La CCI de Toulouse, le Conseil régional d’Occitanie, le Conseil départemental de Haute-Garonne et Toulouse Métropole détiennent 40% du capital d’ATB contre 49,9% pour Casil Europe. Les 10,1% restant appartiennent à l’Etat. Et ces actionnaires locaux viennent d’écrire au Premier ministre pour lui demander de ne pas vendre la part de l’État, et surtout de ne pas la vendre à Casil Europe dont ils dénoncent très violemment le comportement : « depuis deux ans, la volonté systématique du nouvel actionnaire est de ponctionner les réserves de la société. Cela démontre chaque jour une logique recherchant le rendement immédiat, déconnectée du développement à long terme de l’entreprise et de l’intérêt général du territoire et de son économie ».
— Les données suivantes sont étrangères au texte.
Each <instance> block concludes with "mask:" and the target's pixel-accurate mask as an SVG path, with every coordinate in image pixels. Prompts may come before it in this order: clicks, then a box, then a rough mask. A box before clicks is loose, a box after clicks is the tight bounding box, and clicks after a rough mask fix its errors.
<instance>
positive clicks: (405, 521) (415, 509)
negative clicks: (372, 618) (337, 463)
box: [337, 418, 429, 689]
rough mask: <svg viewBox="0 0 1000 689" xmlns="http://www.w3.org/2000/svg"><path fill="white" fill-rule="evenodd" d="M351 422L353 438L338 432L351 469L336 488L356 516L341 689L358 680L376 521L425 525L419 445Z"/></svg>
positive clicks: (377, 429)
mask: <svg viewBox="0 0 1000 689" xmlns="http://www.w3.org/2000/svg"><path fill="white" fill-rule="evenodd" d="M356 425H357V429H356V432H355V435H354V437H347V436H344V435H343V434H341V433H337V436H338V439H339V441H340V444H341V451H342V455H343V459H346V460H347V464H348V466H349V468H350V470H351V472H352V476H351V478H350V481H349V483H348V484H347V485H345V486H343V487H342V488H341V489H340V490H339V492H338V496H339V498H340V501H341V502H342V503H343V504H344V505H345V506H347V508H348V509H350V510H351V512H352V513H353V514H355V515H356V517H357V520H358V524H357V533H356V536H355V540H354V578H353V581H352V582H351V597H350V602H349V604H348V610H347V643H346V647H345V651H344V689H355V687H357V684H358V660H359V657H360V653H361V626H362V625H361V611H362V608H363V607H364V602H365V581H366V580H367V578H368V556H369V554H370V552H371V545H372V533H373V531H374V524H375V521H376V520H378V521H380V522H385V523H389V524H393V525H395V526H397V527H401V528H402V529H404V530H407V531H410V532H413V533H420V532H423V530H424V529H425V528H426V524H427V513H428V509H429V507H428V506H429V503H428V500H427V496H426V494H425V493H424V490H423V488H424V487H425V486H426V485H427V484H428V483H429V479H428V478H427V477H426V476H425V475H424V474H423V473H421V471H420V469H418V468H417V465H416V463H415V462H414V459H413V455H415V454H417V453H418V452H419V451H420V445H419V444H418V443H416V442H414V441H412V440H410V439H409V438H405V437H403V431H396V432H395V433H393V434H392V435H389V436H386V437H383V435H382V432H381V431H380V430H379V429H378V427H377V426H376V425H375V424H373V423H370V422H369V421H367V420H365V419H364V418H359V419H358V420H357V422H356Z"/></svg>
Et d’ajouter : « Les turbulences apparues ces derniers mois en matière de gouvernance, avec l’annonce du départ du président du directoire et tout dernièrement de la présidente du conseil de surveillance, nous interrogent d’autant plus sur la stabilité du 4ème aéroport de province ».
En conclusion, les quatre actionnaires locaux réaffirment leur volonté commune de garder un actionnariat public de long terme majoritaire au sein de la société ATB et demandent donc à l’État de renoncer à exercer son option de vente des 10,1% qu’il détient encore.